In a separate dissent, Justice Brett Kavanaugh took an identically relaxed view of the religious implications, noting the range of opportunities for protecting religious freedom cited in the majority opinion. Kavanaugh’s own objection to the Bostock decision was merely that the Court overreached in the face of Congress’ failure to pass statutory language including LGBT people under Title VII.

Hewing to this separation-of-powers argument, Kavanaugh went far out of his way to acknowledge that, with the court’s decision, gays and lesbians had achieved an “important victory”:

Millions of gay and lesbian Americans have worked hard for many decades to achieve equal treatment in fact and in law. They have exhibited extraordinary vision, tenacity, and grit — battling often steep odds in the legislative and judicial arenas, not to mention in their daily lives. They have advanced powerful policy arguments and can take pride in today’s result.

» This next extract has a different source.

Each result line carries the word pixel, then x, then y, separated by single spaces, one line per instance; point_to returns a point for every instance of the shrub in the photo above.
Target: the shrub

Which is exactly the point. The Court may well decide this month — in Our Lady of Guadalupe School v. Agnes Morrissey-Berru — that the ministerial exception has the broadest of reaches, even going so far as to say that any employee of a religious organization may be considered a minister insofar as they manifest in their lives an example to the rest of their community.

But as it did most recently with same-sex marriage, the Court has set its critical seal of approval on an important new social norm. Americans cannot be denied employment because of their sexual orientation or their self-determined gender identity. 

On those grounds, this was a 7-2 opinion, with Kavanaugh joining the majority in embracing the new norm even as he refused to go along with its judicial establishment. No wonder he is now, along with Gorsuch and Chief Justice John Roberts, the object of many social conservatives’ vituperative dismay.

So much for those conservatives’ belief that Trump’s Federalist Society judges, like King Canute, will order the incoming tide to stop at their feet. The tide of equality for LGBT people in American society is ineluctable. Get over it.